C. Peterson: Well, those are tough questions, John.
J. Peterson: Especially at the end of a two-hour interview.
C. Peterson: I like myself because of history—because of things pertaining to place, action, and mind. I continue to be very place oriented where the past is concerned. Place is where people, things, events, ideas, and location congeal over time. I enjoy things in history that give me a vivid sense of where I belong and of how I belong there. Action, what people do, is at the center of this. In maintaining this interest, I sometimes feel that I have been out of touch with the large body of Mormon historians and that I’ve not been as deeply taken with the ideas of the Restoration as many are. I’m not as focused on even some of the controversial issues; polygamy is one. However, as “country western” as my interests have been, I can’t say I’m not interested in urban history, industrial history, or intellectual history. Those things involve deep issues of humanity that we need to reach into. And to understand, we need to pay attention at a very local level, and we could pull off from our focus on major names and contested ideas and do more with the humanity of men and women of all races and nationalities. And as Mormonism grows, I trust there will be new areas. There’s the history of Mexico; Sam [Chas’s youngest son] makes me conscious of it. With a million of the Church’s twelve million population, this single significant statistic ought to yield all kinds of untapped insights. I imagine that in time we will also awaken to Brazil and Australia and Nigeria and other parts of the globe.
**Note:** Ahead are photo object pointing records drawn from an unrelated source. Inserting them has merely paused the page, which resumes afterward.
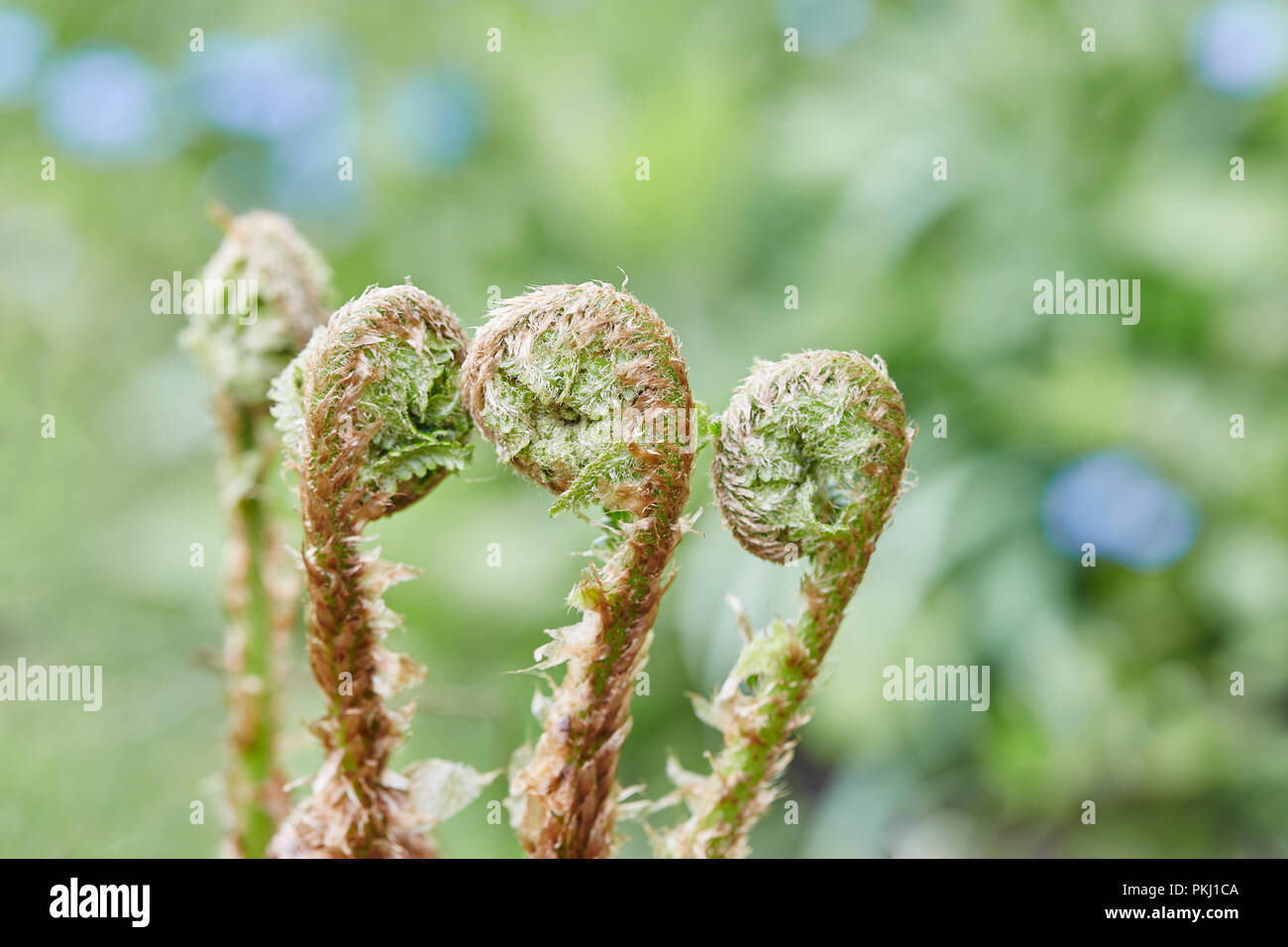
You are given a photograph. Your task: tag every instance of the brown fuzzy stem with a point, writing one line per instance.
(359, 408)
(583, 389)
(571, 781)
(259, 602)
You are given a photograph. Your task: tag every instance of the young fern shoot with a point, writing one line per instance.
(373, 420)
(268, 290)
(809, 460)
(583, 390)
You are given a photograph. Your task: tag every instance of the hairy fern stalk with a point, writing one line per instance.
(583, 390)
(809, 460)
(373, 421)
(240, 352)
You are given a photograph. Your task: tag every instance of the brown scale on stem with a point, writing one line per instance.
(373, 421)
(265, 292)
(583, 390)
(809, 462)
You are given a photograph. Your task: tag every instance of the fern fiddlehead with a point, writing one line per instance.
(268, 290)
(373, 420)
(583, 390)
(809, 460)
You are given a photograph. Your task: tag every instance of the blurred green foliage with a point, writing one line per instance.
(768, 169)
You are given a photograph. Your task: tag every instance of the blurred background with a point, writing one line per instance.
(767, 170)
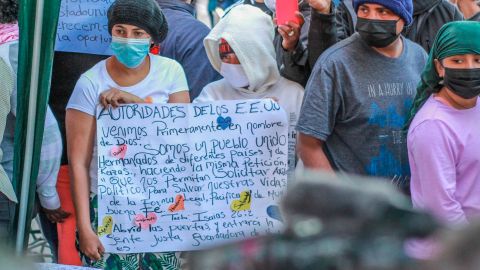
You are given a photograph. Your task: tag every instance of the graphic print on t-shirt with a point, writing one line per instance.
(389, 119)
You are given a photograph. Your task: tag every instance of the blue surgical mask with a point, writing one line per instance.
(131, 52)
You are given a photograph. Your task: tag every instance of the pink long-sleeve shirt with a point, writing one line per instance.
(444, 154)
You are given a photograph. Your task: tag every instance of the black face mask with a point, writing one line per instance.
(377, 33)
(463, 82)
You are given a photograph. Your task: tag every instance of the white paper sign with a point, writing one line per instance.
(186, 177)
(83, 27)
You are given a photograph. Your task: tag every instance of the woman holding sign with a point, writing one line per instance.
(131, 75)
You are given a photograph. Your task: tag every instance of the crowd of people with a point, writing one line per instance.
(378, 88)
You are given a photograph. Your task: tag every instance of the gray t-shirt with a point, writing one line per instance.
(357, 102)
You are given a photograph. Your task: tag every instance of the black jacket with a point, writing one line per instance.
(429, 16)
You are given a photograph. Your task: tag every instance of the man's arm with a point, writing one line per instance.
(310, 150)
(329, 25)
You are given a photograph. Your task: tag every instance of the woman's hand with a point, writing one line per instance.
(56, 215)
(321, 6)
(290, 32)
(115, 97)
(90, 245)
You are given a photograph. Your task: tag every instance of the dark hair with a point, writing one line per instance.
(8, 11)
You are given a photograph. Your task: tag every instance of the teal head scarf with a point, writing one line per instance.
(455, 38)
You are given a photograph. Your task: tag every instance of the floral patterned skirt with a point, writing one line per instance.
(134, 261)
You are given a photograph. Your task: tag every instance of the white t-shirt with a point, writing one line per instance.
(166, 77)
(288, 93)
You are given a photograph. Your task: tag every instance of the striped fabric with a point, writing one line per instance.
(6, 89)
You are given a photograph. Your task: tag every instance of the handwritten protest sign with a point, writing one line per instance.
(186, 177)
(83, 27)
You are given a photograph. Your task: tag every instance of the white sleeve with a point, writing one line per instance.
(84, 97)
(204, 96)
(179, 80)
(50, 159)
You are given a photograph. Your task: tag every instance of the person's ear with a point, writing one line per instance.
(439, 68)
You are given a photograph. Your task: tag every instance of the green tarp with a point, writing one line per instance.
(38, 24)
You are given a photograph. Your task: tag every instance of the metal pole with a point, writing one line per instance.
(31, 122)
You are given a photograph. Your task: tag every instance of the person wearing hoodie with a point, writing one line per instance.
(246, 60)
(359, 95)
(332, 24)
(469, 8)
(184, 44)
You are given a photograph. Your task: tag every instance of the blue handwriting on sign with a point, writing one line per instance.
(273, 211)
(224, 122)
Many thanks to everyone involved for letting me ruminate. In an extraordinary place and in an extraordinary time, I have been privileged to see important people at work and exciting things unfolding. As muddled and as inconsequential as it may have been, my professional life somehow comes off as a great adventure to me. In many ways, its center has been at the peripheries. To use a metaphor, I was hod carrier to master masons. But I served their needs as they defined the history of the West, and I got to observe the rising structure firsthand. The Mormon Country edifice was part of it. I continue to be concerned with place, action, and mind. When I try to add my life up in those terms, it seems that before I am anything else, I am Mormon—but perhaps a Mormon of the Exodus and of the Intermountain kingdom more than of these postmodern times. In the confines of this sacred place, Lydia and Joseph Peterson and L. M. Savage speak to me yet. For that I am deeply grateful.